Quelles autres choses à faire et à ne pas faire les conservateurs devraient-ils envisager à mesure qu’ils progressent? Le plus important: restez fidèle au message lorsqu’il s’agit de questions économiques. Elles sont à l’origine même de l’avancée des conservateurs. Mais évitez la tentation d’enfoncer ces clous dans tous les contextes. Un bon exemple est le récent refus du parti de soutenir un accord commercial avec l’Ukraine parce qu’il contenait des dispositions sur les taxes sur le carbone. Les libéraux ont rapidement comparé les conservateurs à certains de leurs homologues républicains, qui remettent en question la nécessité d’une aide accrue à l’Ukraine, voire même un engagement de la part des États-Unis.

N’ayez pas deux messages, un pour le Québec et un pour le reste du Canada.

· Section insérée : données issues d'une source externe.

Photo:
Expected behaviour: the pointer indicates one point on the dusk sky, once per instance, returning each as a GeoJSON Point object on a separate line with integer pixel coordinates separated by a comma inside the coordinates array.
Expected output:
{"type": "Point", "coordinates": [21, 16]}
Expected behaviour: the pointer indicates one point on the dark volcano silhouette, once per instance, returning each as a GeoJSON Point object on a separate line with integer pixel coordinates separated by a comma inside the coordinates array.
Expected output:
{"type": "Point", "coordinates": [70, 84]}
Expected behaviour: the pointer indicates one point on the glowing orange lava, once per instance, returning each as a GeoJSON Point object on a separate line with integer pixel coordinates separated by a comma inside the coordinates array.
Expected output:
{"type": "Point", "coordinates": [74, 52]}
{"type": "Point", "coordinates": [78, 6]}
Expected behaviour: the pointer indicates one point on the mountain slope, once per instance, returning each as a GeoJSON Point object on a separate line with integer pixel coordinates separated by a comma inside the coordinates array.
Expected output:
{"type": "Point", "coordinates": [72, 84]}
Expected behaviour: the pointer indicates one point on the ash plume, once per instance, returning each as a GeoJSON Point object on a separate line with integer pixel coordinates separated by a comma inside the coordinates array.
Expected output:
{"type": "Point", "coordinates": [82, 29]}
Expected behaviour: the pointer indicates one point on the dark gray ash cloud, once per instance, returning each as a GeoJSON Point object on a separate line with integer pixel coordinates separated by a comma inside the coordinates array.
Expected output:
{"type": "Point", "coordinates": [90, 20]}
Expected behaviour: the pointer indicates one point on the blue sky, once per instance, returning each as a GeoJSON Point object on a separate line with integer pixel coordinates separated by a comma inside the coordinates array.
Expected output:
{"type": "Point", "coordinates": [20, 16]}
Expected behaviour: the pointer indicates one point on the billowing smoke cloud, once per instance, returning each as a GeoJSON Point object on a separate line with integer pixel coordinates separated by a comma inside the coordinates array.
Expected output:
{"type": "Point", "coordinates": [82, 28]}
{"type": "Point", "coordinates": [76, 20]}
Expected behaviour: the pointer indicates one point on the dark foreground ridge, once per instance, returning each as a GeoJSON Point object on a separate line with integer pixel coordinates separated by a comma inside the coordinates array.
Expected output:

Ce conseil vient d’un conservateur québécois et met en lumière la position du parti sur la question de l’immigration, un sujet brûlant partout au pays, mais qui prend des allures très différentes que vous soyez à Mississauga ou en Mauricie.

«Nous sommes encore dans la phase polie de critique du gouvernement d’un point de vue économique, en termes d’impact sur le domaine de la santé et le logement», a déclaré le conseiller. Mais l’inquiétude est que les conservateurs seront poussés par le Parti populaire du Canada à être plus durs à l’égard de l’immigration, donnant ainsi aux libéraux la possibilité de les présenter comme des intolérants, le talon d’Achille du parti en 2015. C’est un exercice d’équilibre que Poilievre a bien réussi jusqu’à présent, en partie en soulignant les racines immigrantes de son épouse Anaida, arrivée au Canada en tant que réfugiée.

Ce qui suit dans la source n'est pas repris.